The noon is coming with its shivering light.
Or go into your garden and see whether
Your green egg-plants have ripened overnight.

 

But, laughing, from the prudent words she flees,
Around her supple throat her two hands tying;
The playful breeze rolls himself round her knees,
And makes a noise like silken ribbons flying;

 

The vegetable balm which round her floats
With honey light her yielding soul endues;
She walks through fields of undulating oats,
And sits down by a pool whose waters muse.

 

Eager to blend with summer's glorious day,
The tufted peony and windflower pied
Swoon with desire, and seem to cast away
Their cowardly corollas opened wide.

 

What silent, palpitating odours dart
Around your feet, what god an ambush weaves,
Bittô?
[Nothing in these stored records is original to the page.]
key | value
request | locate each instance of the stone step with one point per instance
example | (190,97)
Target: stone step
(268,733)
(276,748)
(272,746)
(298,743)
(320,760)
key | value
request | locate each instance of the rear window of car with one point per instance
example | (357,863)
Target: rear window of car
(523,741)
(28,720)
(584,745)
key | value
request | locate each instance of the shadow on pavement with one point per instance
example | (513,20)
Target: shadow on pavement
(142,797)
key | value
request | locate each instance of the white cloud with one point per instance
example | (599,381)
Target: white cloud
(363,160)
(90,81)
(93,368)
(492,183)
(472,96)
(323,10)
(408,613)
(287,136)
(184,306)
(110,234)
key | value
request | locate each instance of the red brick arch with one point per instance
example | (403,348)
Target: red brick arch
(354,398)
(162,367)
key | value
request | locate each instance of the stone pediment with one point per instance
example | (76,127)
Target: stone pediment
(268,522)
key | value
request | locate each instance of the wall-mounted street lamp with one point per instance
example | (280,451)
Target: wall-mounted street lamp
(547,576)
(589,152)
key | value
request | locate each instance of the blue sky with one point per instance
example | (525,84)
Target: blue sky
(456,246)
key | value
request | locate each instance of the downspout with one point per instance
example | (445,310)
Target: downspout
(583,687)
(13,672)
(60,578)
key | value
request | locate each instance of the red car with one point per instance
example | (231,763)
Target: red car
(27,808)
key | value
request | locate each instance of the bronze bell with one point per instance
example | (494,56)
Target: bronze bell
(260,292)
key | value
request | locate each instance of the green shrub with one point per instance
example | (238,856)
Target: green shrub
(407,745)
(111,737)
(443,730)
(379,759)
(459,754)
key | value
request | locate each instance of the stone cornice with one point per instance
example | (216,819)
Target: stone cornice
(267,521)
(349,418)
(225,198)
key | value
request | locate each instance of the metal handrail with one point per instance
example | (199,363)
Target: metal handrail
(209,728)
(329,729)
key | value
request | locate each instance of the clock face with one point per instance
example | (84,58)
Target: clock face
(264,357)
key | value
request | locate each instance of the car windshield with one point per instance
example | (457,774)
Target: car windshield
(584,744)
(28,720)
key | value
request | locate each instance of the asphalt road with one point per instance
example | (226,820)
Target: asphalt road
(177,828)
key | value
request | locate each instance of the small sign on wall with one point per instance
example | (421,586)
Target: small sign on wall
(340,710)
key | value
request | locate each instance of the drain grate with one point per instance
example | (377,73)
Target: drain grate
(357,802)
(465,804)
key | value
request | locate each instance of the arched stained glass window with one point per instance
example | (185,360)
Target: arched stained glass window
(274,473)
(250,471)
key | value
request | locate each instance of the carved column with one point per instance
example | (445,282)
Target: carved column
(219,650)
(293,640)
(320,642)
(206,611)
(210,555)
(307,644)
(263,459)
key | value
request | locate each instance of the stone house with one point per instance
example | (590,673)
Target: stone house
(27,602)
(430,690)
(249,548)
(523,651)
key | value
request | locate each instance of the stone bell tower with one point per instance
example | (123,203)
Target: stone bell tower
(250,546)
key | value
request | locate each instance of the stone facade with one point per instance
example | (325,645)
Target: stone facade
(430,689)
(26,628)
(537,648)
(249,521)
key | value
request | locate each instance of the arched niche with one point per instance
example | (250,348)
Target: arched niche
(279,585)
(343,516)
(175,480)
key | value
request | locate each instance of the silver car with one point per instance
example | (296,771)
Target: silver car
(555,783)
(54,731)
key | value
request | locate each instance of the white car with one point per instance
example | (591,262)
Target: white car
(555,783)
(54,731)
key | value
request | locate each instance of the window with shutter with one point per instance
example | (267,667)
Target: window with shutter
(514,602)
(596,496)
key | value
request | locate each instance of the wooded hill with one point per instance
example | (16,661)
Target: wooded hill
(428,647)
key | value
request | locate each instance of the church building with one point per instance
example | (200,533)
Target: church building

The sun matures and swells your heart;
Your heart is trembling like a bush of leaves.

 

Down the hillside where currants glimmer blue,
Here Crito brings his goats to the drinking pool,
And in the shade of leaves sees Bittô, who
Is puffing up her cheeks with water cool.

 

He hath approached her, saying: "Bittô, take
This cup that I have carved with tendril shoots
And curling vine-leaves, and this white cheese-cake,
And this cane-basket where I keep my fruits."

 

He swears her oaths now timid and now bold,
He seizes, presses her, he cannot speak . . .
--And Bittô, tired and feeble in his hold,
Lies in his arms and kiss him his cheek.

* * * * *

After the acrid union O how grave
And pale she is, confused and full of terror!
--Bittô, you know not what mad impulse drave
Your heart into irreparable error.

 

The heavy kiss by poets celebrated
Brings to the ill you suffer from no ease;
Your language came from the green season sated
With scent of turpentine and mulberry trees.

 

Thinking to ease your unknown torment, springing
From all fermenting things the earth that litter
Imprudently your arms you would be flinging
Round the young goatherd's neck whose kiss is bitter;

 

Loving the laughing day and light, you thought
That you could ease upon his lips, that lie,
And speak in frenzy great words full of naught,
Your desire of air and flowers and waters shy;

 

O Bittô, it is not for some chance comer
That with the stress of fever your heart pines!
--The lover that you needed was the summer,
Sated with scents and aromatic vines!